Dr. J. Bentahar, Chair
Dr. A. Youssef, Supervisor
Dr. M. Mannan, CIISE Examiner
Dr. K. Galal, External Examiner (BCEE)

Abstract

Network traffic inspection, including TLS traffic, in enterprise environments is widely practiced. Reasons are primarily related to improving enterprise security (e.g., phishing and malicious traffic detection) and meeting legal requirements (e.g., preventing unauthorized data leakage, complying with laws such as the US Health Insurance Portability and Accountability Act, HIPAA). To be able to analyze TLS-encrypted data, network appliances implement a Man-in-the-Middle TLS proxy, by acting as the intended web server to a requesting client (e.g., a browser), and acting as the client to the actual/outside web server. As such, the TLS proxy must implement both a TLS client and a server, that can handle a large amount of traffic (preferably, in real-time). However, as protocol and implementation layer vulnerabilities in TLS/HTTPS are quite frequent, these proxies at least be as secure as a modern, up-to-date web browser (e.g., Chrome, Firefox), and a properly configured web server (e.g., an A+ rating in SSLlabs.com). As opposed to client-end TLS proxies (e.g., as implemented in several anti-virus products), the proxies in network appliances may serve tens to hundreds of clients, and any vulnerability in their TLS implementations can significantly downgrade an enterprise's security level.

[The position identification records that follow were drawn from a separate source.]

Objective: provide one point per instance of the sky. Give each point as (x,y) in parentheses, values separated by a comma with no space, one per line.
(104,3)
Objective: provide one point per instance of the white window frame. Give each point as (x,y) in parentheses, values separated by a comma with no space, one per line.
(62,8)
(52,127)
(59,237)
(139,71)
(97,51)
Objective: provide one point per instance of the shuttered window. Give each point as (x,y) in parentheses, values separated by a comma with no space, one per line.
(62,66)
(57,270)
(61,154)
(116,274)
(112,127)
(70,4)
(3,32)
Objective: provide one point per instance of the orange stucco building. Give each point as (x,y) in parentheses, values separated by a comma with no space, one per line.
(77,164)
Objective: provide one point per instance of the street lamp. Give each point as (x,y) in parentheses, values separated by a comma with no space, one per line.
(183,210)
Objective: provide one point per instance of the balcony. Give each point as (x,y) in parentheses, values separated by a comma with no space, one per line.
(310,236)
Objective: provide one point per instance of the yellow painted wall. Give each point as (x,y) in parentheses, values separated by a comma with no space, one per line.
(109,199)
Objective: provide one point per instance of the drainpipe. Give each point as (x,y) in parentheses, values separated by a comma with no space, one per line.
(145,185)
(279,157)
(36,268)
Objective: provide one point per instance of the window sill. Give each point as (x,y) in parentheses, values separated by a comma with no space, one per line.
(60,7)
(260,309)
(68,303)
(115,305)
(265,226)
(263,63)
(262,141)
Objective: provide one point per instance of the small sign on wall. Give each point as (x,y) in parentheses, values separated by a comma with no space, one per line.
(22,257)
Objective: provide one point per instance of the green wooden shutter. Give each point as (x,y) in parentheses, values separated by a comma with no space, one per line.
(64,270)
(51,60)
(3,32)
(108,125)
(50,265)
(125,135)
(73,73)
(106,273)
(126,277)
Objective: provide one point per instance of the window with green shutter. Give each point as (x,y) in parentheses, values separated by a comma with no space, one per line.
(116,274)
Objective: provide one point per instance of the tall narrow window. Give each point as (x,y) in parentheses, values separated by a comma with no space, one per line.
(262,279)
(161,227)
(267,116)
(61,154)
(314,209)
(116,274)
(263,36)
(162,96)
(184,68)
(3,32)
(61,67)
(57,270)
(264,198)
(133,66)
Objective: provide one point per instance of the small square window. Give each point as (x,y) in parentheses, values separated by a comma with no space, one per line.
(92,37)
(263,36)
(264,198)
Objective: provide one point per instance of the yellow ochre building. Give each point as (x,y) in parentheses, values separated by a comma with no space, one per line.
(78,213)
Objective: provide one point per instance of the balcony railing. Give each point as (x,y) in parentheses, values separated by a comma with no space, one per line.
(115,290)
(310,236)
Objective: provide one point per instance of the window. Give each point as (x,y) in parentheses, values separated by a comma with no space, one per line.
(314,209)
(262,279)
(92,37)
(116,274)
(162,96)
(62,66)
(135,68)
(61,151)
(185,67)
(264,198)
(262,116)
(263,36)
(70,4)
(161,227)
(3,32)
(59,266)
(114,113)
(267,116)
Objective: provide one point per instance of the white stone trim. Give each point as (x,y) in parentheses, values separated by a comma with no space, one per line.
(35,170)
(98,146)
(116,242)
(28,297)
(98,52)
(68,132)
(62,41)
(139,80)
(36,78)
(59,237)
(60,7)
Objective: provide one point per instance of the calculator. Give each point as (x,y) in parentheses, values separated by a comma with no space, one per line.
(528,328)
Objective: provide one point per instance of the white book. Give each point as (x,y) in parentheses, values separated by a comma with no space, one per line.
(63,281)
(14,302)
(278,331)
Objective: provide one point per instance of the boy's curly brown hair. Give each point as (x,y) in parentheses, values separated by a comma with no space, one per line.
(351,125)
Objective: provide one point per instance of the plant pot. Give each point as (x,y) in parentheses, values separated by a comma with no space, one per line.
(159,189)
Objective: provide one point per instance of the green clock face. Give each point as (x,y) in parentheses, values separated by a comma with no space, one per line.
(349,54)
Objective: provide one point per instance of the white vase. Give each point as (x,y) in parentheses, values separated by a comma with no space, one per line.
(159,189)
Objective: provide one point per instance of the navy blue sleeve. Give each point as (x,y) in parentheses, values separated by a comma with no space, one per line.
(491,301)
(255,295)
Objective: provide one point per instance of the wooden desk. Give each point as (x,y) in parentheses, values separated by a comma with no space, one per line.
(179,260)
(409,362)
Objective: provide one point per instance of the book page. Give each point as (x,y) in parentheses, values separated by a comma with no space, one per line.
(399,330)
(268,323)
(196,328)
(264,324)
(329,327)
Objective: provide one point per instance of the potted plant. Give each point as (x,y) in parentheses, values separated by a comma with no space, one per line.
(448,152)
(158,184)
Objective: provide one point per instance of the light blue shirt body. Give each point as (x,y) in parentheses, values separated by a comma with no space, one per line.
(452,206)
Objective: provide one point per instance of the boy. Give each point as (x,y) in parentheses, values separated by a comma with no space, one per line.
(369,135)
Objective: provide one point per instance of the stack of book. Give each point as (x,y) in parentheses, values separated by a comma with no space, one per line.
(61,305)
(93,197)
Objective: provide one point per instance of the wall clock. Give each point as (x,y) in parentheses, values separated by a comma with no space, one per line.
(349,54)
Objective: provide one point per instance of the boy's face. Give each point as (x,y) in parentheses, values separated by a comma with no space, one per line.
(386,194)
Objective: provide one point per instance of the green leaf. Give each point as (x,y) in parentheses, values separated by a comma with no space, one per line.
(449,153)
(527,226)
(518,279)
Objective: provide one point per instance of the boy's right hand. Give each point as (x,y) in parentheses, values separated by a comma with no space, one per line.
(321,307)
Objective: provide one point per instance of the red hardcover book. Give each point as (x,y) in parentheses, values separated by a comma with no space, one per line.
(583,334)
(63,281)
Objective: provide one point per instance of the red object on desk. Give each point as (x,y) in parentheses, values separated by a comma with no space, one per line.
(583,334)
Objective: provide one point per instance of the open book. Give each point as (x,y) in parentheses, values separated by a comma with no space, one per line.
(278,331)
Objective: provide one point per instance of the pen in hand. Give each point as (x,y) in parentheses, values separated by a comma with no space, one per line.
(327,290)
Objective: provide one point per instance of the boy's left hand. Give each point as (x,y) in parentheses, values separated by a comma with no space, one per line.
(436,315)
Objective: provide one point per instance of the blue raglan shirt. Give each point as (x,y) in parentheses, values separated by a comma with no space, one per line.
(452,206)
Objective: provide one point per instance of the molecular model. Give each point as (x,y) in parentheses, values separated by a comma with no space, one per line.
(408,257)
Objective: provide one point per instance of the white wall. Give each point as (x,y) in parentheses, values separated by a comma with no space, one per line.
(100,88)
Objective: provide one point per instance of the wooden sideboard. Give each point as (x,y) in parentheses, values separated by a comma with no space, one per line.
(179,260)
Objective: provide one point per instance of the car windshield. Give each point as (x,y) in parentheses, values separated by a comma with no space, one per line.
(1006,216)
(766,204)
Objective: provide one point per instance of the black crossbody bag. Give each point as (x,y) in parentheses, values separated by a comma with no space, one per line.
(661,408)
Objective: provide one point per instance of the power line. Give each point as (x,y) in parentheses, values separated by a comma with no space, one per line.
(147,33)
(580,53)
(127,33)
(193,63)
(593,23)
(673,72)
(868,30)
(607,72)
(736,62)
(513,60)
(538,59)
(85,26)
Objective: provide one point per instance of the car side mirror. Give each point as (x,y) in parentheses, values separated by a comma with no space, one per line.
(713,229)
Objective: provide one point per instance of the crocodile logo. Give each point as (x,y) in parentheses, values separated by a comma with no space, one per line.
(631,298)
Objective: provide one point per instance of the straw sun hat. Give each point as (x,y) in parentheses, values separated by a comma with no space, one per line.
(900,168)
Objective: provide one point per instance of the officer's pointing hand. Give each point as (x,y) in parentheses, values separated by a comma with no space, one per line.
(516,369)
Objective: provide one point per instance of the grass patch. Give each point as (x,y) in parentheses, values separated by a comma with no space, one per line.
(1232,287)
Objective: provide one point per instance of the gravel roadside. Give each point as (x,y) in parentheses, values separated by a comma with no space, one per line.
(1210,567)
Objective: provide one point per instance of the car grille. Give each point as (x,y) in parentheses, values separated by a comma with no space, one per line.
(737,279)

To analyze TLS security of network appliances, we develop a comprehensive testing framework, by combining and extending tests from existing work on client-end and network-based interception studies. We analyze 13 representative network appliances over a period of more than a year (including multiple product versions, before and after notifying affected vendors, a total of 17 versions), and uncover several security issues regarding TLS version and certificate parameters mapping, CA trusted stores, private keys, and certificate validation tests. For instance, we found that four appliances perform no certificate validation at all, three use pre-generated certificates, and 11 accept certificates signed using the MD5 algorithm, exposing their end-clients to MITM attacks. Our goal is to highlight the risks introduced by widely-used TLS proxies in enterprise and government environments, potentially affecting many systems hosting security, privacy, and financially sensitive data.